Video Games and the Circle Theory - Assassins Creed Review

All this can be yours

There's something I've been meaning to write about for a while. Originally it was going to be a review of Assassins Creed, a fairly recent video game released by Ubisoft. However, I kept putting it off until the game went from "fairly recent" to a "distant memory long forgotten." It's a shame because I really had a lot to hate on, and a lot to like on, (but mostly things to hate on).
In a way this passage of time has been a good thing though, because it has given me a chance to further reflect on just how much of a waste of time this experience was.

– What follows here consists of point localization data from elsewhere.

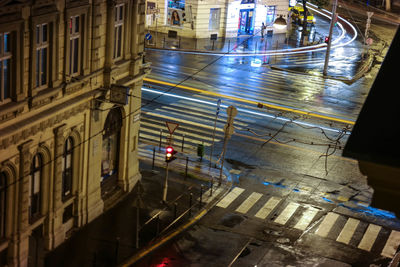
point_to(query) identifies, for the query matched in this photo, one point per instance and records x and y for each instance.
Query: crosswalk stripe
(327, 223)
(348, 231)
(287, 213)
(249, 202)
(206, 198)
(369, 237)
(391, 245)
(268, 207)
(231, 196)
(306, 219)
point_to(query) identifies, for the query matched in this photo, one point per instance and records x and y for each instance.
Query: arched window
(3, 203)
(35, 178)
(67, 168)
(110, 150)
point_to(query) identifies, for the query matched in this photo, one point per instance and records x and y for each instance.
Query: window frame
(75, 35)
(41, 45)
(119, 28)
(4, 56)
(35, 172)
(67, 169)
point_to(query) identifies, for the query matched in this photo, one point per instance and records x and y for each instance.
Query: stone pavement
(110, 240)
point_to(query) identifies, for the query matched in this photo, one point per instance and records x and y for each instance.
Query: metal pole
(328, 48)
(201, 195)
(160, 140)
(154, 156)
(222, 161)
(165, 185)
(187, 162)
(183, 141)
(137, 223)
(212, 144)
(175, 208)
(190, 204)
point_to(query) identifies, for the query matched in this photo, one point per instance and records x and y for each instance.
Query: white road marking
(231, 196)
(306, 219)
(391, 245)
(327, 223)
(249, 202)
(268, 207)
(369, 237)
(287, 213)
(348, 231)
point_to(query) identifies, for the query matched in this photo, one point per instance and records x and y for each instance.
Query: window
(112, 130)
(67, 165)
(42, 52)
(74, 44)
(5, 66)
(118, 30)
(215, 14)
(35, 178)
(271, 13)
(3, 203)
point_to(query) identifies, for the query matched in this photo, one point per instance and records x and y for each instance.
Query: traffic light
(169, 154)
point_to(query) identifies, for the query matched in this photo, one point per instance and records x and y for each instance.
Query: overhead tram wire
(126, 116)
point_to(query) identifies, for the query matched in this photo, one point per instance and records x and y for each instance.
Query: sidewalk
(110, 240)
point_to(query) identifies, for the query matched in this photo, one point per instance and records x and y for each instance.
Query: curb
(149, 248)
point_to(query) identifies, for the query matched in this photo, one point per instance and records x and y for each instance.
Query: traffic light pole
(328, 48)
(165, 189)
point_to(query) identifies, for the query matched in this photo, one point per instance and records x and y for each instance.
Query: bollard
(175, 209)
(190, 204)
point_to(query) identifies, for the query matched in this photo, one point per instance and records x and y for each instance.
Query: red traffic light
(169, 154)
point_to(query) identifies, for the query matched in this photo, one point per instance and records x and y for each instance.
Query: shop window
(215, 14)
(271, 14)
(67, 168)
(110, 150)
(5, 66)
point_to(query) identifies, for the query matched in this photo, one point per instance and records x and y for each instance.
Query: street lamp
(280, 23)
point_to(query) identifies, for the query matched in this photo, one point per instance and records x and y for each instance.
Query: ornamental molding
(24, 134)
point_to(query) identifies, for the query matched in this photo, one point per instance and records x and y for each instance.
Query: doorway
(36, 248)
(246, 22)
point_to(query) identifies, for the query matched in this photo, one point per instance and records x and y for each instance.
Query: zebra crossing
(354, 232)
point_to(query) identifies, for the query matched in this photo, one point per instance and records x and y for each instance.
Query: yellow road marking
(301, 112)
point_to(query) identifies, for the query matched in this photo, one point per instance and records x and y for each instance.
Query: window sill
(11, 110)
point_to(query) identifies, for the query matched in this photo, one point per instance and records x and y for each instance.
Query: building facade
(226, 18)
(70, 88)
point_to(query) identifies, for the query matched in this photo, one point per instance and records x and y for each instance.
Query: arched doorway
(110, 151)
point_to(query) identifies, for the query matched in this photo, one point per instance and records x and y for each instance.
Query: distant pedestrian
(262, 30)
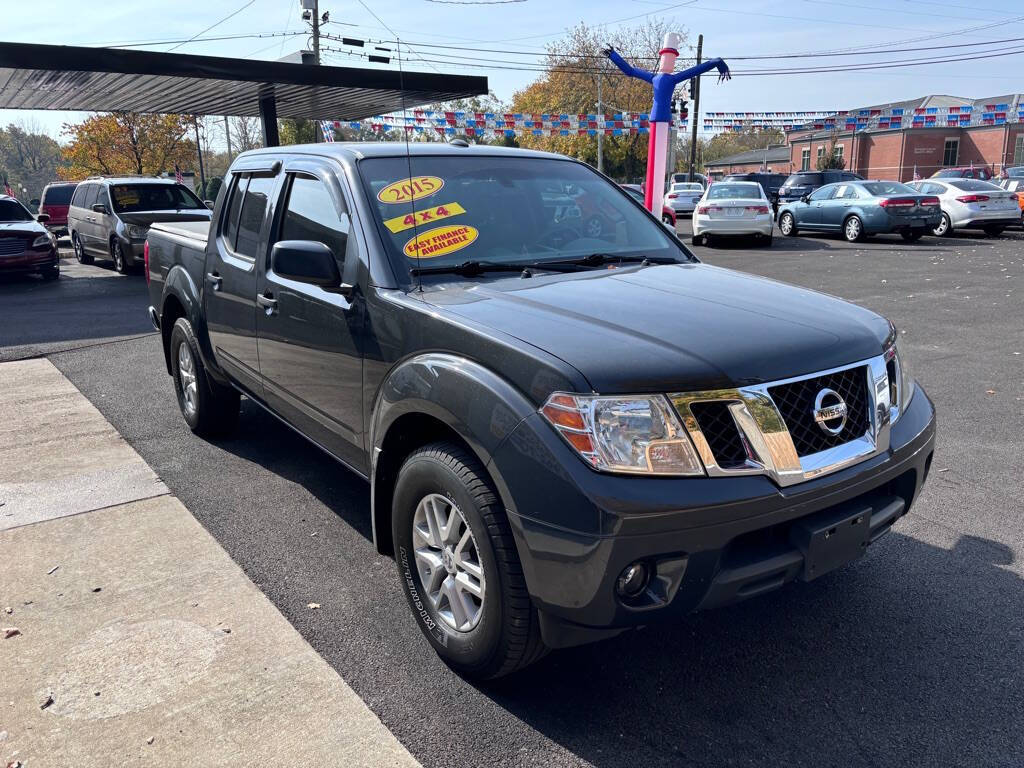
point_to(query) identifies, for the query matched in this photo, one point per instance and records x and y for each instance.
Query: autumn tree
(574, 65)
(128, 143)
(29, 158)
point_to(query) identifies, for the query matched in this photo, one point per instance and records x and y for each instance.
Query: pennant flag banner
(624, 124)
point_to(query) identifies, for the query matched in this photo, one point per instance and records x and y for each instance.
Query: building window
(950, 152)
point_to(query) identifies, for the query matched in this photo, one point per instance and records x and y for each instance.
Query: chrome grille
(796, 403)
(10, 246)
(720, 430)
(768, 429)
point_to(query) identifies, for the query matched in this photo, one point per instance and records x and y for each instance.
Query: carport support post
(268, 116)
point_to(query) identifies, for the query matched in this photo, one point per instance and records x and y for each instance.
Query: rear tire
(80, 254)
(450, 529)
(210, 409)
(787, 224)
(853, 229)
(945, 227)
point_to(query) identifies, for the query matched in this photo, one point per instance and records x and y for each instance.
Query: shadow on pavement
(911, 657)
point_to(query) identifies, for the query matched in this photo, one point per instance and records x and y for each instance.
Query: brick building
(891, 140)
(775, 159)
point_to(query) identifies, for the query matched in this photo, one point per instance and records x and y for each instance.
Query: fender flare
(180, 285)
(472, 400)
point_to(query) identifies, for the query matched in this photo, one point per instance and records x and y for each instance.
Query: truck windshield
(506, 211)
(134, 198)
(11, 210)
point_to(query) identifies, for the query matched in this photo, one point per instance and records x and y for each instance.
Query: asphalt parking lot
(912, 655)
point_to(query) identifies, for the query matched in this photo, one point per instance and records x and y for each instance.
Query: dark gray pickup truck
(569, 428)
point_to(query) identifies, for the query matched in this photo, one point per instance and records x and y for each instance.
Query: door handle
(267, 302)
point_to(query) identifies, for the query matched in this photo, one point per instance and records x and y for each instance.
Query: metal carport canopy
(60, 77)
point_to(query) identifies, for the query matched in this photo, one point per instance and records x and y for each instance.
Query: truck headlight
(638, 434)
(901, 384)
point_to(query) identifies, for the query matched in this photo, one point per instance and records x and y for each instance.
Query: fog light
(633, 580)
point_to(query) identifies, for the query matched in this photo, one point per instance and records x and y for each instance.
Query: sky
(731, 29)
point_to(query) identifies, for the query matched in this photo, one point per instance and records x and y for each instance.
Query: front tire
(787, 224)
(80, 254)
(458, 564)
(210, 409)
(853, 229)
(118, 254)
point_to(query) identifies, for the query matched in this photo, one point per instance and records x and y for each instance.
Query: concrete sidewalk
(139, 641)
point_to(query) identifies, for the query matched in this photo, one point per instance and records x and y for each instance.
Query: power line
(217, 24)
(381, 20)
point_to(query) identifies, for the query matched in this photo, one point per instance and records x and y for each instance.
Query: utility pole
(600, 128)
(199, 148)
(316, 123)
(695, 95)
(227, 135)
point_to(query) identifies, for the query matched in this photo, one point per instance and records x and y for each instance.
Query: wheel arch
(434, 397)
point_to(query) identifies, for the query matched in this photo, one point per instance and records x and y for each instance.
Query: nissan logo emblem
(829, 412)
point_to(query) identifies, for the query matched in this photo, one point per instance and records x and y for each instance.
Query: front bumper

For those of you who don't know, Assassins Creed was a much hyped video-game title which allowed you to freely roam ancient civilizations and stab anyone you want.

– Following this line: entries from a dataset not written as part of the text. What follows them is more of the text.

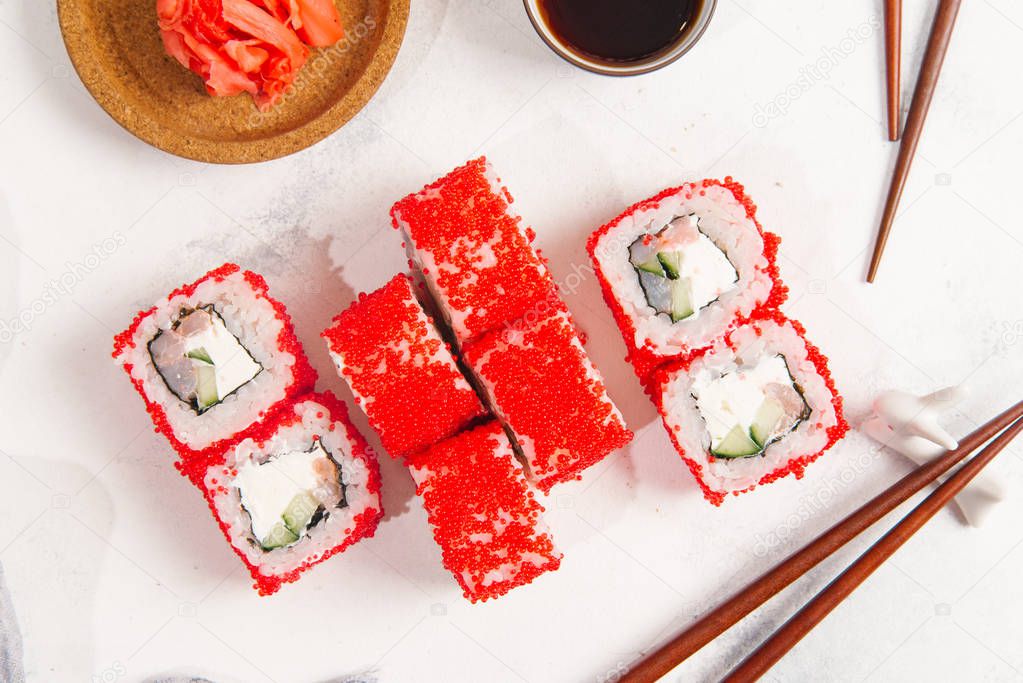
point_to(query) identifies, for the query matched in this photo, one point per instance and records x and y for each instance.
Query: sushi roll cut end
(758, 406)
(302, 490)
(211, 361)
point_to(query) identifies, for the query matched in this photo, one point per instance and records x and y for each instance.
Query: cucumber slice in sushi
(681, 300)
(671, 262)
(765, 423)
(278, 537)
(645, 259)
(737, 444)
(300, 512)
(652, 266)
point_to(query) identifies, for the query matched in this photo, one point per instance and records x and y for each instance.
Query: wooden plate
(116, 48)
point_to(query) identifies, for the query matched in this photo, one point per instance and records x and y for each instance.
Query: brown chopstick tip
(814, 611)
(893, 64)
(668, 655)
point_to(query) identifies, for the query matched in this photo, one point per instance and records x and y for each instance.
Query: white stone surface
(119, 574)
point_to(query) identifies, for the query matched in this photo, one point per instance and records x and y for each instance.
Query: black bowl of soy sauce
(620, 37)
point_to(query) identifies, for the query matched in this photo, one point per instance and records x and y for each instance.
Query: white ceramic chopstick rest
(908, 424)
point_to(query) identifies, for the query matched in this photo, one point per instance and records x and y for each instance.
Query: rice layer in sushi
(472, 249)
(485, 518)
(543, 386)
(400, 369)
(212, 359)
(303, 489)
(682, 268)
(759, 405)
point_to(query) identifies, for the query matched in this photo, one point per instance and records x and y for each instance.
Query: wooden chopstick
(793, 631)
(893, 62)
(774, 580)
(937, 45)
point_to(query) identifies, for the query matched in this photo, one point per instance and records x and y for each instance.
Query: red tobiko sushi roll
(682, 268)
(303, 489)
(212, 360)
(473, 251)
(486, 519)
(401, 370)
(543, 386)
(759, 405)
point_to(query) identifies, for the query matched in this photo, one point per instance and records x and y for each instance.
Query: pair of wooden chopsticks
(937, 45)
(1003, 428)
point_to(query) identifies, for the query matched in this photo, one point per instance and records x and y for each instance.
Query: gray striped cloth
(11, 669)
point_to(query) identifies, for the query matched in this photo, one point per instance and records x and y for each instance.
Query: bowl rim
(101, 83)
(637, 67)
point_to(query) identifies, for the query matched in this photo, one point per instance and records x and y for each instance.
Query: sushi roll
(487, 521)
(543, 386)
(756, 407)
(303, 489)
(473, 251)
(682, 268)
(400, 369)
(213, 359)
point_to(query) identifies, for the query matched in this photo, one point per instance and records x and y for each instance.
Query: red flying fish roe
(485, 517)
(473, 249)
(544, 388)
(796, 466)
(193, 462)
(643, 359)
(365, 521)
(401, 371)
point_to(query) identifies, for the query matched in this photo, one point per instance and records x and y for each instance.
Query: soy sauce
(619, 30)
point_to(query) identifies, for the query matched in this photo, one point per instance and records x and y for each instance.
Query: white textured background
(119, 574)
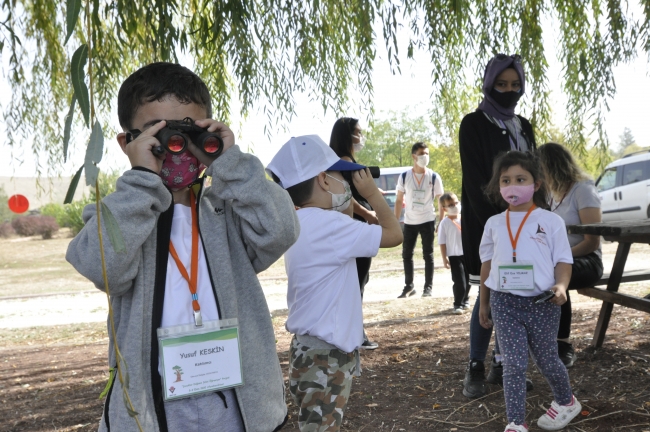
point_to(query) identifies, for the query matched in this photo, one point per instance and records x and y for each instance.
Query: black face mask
(505, 99)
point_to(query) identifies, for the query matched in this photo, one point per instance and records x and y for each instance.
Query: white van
(387, 182)
(624, 188)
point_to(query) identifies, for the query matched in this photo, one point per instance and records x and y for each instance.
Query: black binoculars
(175, 135)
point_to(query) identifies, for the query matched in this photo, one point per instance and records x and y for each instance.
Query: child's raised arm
(391, 234)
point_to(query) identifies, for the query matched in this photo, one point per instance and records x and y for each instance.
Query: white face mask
(422, 161)
(340, 202)
(453, 211)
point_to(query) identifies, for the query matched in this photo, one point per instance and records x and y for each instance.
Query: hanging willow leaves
(72, 15)
(78, 76)
(68, 127)
(264, 52)
(94, 153)
(69, 196)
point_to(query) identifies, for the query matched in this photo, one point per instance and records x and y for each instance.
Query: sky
(411, 89)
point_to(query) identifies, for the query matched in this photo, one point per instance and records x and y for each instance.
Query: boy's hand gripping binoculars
(176, 134)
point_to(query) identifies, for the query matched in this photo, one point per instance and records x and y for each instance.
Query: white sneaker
(516, 428)
(559, 416)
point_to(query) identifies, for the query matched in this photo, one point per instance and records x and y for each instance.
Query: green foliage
(6, 215)
(263, 52)
(389, 142)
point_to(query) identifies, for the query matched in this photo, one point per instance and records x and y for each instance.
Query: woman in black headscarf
(485, 133)
(346, 140)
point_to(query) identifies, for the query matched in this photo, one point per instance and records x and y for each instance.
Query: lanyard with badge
(517, 275)
(418, 193)
(203, 357)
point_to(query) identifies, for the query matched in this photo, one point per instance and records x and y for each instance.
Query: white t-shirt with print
(177, 307)
(419, 192)
(543, 241)
(323, 297)
(449, 234)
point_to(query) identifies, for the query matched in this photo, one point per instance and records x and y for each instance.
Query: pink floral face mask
(180, 171)
(517, 194)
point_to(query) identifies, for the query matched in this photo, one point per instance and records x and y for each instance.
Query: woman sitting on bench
(574, 198)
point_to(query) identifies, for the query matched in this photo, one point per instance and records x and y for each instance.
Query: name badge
(418, 195)
(200, 360)
(519, 276)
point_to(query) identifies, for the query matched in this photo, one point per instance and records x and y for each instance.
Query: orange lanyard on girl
(419, 183)
(194, 264)
(513, 241)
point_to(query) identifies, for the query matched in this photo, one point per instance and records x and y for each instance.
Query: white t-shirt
(419, 192)
(449, 234)
(177, 307)
(323, 296)
(543, 241)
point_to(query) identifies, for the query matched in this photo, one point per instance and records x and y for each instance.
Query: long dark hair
(341, 138)
(560, 167)
(530, 163)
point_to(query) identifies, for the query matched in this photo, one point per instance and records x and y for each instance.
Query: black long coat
(481, 141)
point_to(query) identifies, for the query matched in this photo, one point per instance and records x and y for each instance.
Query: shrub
(57, 211)
(35, 225)
(6, 230)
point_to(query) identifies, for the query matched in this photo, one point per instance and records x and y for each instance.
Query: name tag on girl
(519, 276)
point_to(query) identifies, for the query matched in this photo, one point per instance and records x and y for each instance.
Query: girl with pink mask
(526, 268)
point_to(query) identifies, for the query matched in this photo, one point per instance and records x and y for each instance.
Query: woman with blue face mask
(492, 129)
(347, 140)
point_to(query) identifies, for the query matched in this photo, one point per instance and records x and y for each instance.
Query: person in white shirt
(421, 188)
(451, 249)
(525, 271)
(323, 296)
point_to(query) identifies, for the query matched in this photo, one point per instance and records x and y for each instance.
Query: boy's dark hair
(341, 138)
(157, 81)
(417, 146)
(530, 163)
(300, 193)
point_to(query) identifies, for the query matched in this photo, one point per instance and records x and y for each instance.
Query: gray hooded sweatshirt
(246, 223)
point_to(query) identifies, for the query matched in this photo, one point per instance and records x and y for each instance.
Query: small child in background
(451, 249)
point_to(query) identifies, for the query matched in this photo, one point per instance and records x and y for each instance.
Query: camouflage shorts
(320, 382)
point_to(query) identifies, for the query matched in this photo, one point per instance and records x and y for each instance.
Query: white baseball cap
(304, 157)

"Did someone order a stabbing?"

If you know me, an opportunity to stab just about anything or anyone is worth my time. I truly looked forward to the prospects of leaping onto a lone soldier from afar and giving him a swift knife to the neck. In all fairness, Assassins Creed as a concept is solid.
It also helps that all this glorious knifing is beautifully rendered with some of the finest graphics and fluid animations I've ever seen in a game.

So there's that.

But there's also a ton of other crap nobody really asked for. Like rooftop races to collect flags and time-based murder missions. These are all good and fine (when they aren't effing impossible), but the problem is the game tries to sell itself as being:

"(somewhat kind of maybe) BASED ON REAL EVENTS."

When really the closest this statement ever comes to reality is:


The game makes up for the historical inaccuracies (like jumping off of towering Churches into tiny hay barrels) by adding in a twinge of science fiction. They very logically explain this. You see, it's all supposed to be a digital simulation of the main character's ancestors memories, who is being exploited by an evil company, to find an ancient object, that gave Jesus the power of magic.

No, it doesn't make any effing sense whatsoever. At all. In fact, we're all that much dumber for just reading that previous sentence. But that's really what this game was saying.
So imagine how I felt after playing this for numerous hours up to the point where all this information is laid out in front of me.
Yeah, I did lower my head in disappointment and give the television the middle finger.
And no one was there to see it.

Now, I am a Christian, and I will admit the whole "blasphemy" part of the game was a tad insulting to me. Surprisingly, because I usually give a bit of leeway to storytelling. But none of it was nearly as insulting as the utter and complete level of retardedness this game had achieved on it's own.


But whatever, hey, I get to stab people. Right?

Well, yeah. The problem is, not always the RIGHT people. For example, you might be running at a guard, leap off the ground, and then find yourself landing on top of some poor lady and knifing her in the back.
Suddenly you go from hero of the poor and weak, to a downright monster.
I will admit, this did give me an opportunity to lower my controller in a moment of introspection and ask myself what kind of a man I truly was.
In reality it was the game just not working.

But you do get to stab people.

The only other problem with this is what I have been meaning to talk about.
This is a theorem for video-games.

If you don't play video games, or simply don't know how to play video games, this is all you need to know.

1.The Circle Theory - Any enemy or boss, can and will be solved by means of moving your character in circles around said enemy or boss.

That's it.
So do you want to know how I beat Assassins Creed?

I spent a solid twenty minutes running in circles.
I hit the guy once, then back to the circles while my health recharged.
It took so much effing time.
It took so much time that I lied.
It really took an hour.
I died once.
I even ate a sandwich while holding the run button down with my chin.

That's when I realized how bad of a game Assassins Creed is. It doesn't even need me there to play it.
So what's the moral of this story? Stabbing people doesn't always pay and running in circles is the solution to everything. Sounds good to me.